Whilst our belief of Alzheimer’s disease is constantly evolving and improving, there’s yet already no way to practuallyt or cure the condition. It is, yet, believed to be possible for patients to benefit of rehabilitation efforts. One such method for helping to regain lost abilities is through imitating movements, a new study has shown.

When you are expanding up, you learn actions of your mother or father by copying what he or she does. In a much like way, it is actually believed which Alzheimer’s patients are able-bodied to voluntarily imitate movements, and it is actually possible which they may relearn actions which the disease has created it complex to perform.

When beginning the study, the team, led by researchers of the University of Genoa, wasn’t sure which the hardwired learning function of the brain may yet be operating normally for patients. But as the work progressed, it became apparent which the disease – at quite least in its mild stages – hadn’t damaged the function, with patients able-bodied to mimic a easy gesture, copying either a man or a moving dot on a desktop screen.

The testing in addition announced which while it was possible for a patient to learn of a desktop, a human teacher is preferable-bodied. According to lead researcher Dr. Ambra Bisio, the emotional response of the patient when interacting with another man is additional worthwhile than the distraction which their presence causes.
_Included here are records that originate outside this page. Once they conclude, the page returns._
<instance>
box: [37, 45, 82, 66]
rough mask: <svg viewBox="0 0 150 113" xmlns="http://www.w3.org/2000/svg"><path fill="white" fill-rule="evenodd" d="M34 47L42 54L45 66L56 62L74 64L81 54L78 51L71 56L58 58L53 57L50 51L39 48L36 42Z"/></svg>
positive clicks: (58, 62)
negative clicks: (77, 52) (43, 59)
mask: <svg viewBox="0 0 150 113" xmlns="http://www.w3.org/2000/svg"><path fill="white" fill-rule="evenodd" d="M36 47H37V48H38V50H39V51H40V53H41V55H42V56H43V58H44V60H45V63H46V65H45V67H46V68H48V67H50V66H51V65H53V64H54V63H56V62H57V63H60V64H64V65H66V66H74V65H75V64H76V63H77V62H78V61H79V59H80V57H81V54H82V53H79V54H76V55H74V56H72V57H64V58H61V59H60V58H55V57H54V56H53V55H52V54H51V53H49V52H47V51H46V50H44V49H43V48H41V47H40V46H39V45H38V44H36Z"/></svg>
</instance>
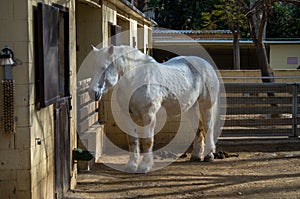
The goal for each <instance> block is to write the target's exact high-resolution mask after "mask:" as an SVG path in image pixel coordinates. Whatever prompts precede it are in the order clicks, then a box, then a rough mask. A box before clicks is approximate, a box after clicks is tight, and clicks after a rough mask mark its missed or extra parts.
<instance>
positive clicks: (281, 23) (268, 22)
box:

Even as we edge nearer to a cure for the debilitating condition, treatments such as this can most likely yet form an significant part of treatment. At the quite quite least, the knowledge which Alzheimer’s sufferers can yet learn of the folks around them is a promising, and for the favored ones of patients, maybe comforting fact.

“Because Alzheimer’s damages the parts of the brain which link motor and cognitive function, behavioral treatments can yet be significant for patients, actually after pharmaceutical treatments are discovered,” said Dr. Bisio.

The findings of the work are published online in Frontiers of Aging Neuroscience.